Apparently my body was very excited to go again, because I even started showing.

I thought it was all in my head at first - I was only about 8 weeks along at the time.

Then one of my colleagues came up to me at work and asked if I was pregnant… in front of the entire office (that’s Jamaican coworkers for you).

I think that’s when it really hit me that this was really happening.

The loss

Then I wasn’t pregnant anymore.

I never cried about it until I started bleeding in mid-September.

I didn’t even know why I was crying when I did.

I certainly didn’t regret my decision.

I didn’t want another baby.

I didn’t feel guilty. I didn’t feel ashamed. I didn’t feel like I was damned to hell.

I chalked it up to pregnancy hormones at a crescendo and went on with my life.

Heartbreak

After a few days of menstrual-like bleeding that was beginning to taper off, one night I was in bed and I felt a big gush of blood.

(Dear reader, I must pause here to urge you to invest in a mattress protector if you don’t have one already, especially if you have a white mattress like I do).

I rushed to the bathroom.

I wasn’t in any pain but I felt like something was about to happen.

I instinctively reached my hand down to collect whatever came out next.

And there it was; a little mass, about the size of a cashew, that could have someday grown into a baby.

I stared at it for a while, then I took a picture of it with my phone, cleaned up, and got on with life.

Grief

I threw myself into work, telling myself that I needed to make up for the weeks I slacked off due to pregnancy symptoms.

I started feeling better physically, with a big question mark over my emotional state.
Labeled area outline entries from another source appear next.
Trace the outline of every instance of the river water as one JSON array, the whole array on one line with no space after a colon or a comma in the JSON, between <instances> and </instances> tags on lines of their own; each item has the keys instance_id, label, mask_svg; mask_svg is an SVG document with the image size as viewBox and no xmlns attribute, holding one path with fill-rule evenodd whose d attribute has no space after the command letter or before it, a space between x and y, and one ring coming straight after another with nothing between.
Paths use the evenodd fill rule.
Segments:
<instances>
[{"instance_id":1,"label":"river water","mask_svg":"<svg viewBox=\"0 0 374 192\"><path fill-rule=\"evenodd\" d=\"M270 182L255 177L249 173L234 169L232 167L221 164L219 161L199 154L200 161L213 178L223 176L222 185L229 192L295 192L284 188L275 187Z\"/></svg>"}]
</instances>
I probably drank more wine and listened to more Adele in October than in all my life combined.

I didn’t comprehend what I was experiencing as grief.

How could I grieve knowing I never wanted it? Knowing I took active steps to prevent it?

The breakdown

Then I broke.

I was scrolling on Twitter one day last week and was reminded that October is Pregnancy and Infant Loss Awareness Month.
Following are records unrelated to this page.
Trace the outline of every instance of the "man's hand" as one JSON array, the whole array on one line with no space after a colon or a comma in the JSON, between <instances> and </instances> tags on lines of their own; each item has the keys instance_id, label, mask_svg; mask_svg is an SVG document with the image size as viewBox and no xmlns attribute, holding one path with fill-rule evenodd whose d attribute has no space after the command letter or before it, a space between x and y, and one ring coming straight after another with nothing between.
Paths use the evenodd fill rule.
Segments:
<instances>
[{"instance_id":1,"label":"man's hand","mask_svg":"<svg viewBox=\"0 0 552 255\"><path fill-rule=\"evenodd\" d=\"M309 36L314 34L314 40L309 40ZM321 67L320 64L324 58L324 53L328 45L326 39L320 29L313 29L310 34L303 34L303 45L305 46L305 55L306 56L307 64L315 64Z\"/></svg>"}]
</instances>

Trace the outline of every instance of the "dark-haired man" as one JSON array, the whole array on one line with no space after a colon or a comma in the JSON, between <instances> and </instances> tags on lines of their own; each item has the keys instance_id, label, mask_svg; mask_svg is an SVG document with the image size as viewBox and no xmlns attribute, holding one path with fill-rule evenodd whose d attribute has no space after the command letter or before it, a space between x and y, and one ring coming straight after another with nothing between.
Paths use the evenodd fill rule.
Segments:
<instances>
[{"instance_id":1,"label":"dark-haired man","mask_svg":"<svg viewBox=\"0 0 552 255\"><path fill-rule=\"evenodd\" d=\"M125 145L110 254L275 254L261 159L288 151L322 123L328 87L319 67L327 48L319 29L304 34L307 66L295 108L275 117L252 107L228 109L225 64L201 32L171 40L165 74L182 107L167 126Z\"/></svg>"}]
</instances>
Then on Friday someone at work noted that it would have been her stillborn child’s birthday.

I didn’t react immediately, but I barely got anything done that day.

I felt like I was overcome with emotions, but for some reason I couldn’t cry.

Dealing with pain

I dressed up and went to a party that night.

I ate, drank, danced with my friends, and enjoyed the night.

Then I went home and bawled my eyes out.

I looked at the picture of the bloody little cashew and cried until I fell asleep.

Yesterday my son was at his dad’s, so I stayed in bed.

I didn’t feel the urge to cry anymore.

I wasn’t necessarily sad; I wasn’t happy either.

Coping

I just sat with my feelings and allowed them to pass through me.

And I think that did the trick.

I feel better now. I acknowledge that I have experienced loss.

I had a life growing inside me that I was connected to, and my pregnancy, however short, was very real.

On reflection, I saw that I was, in my own way, going through the stages of grief, and in writing this down, I am at acceptance.

I just needed to pause to grieve the pregnancy I didn’t plan for and didn’t want, but I still miss.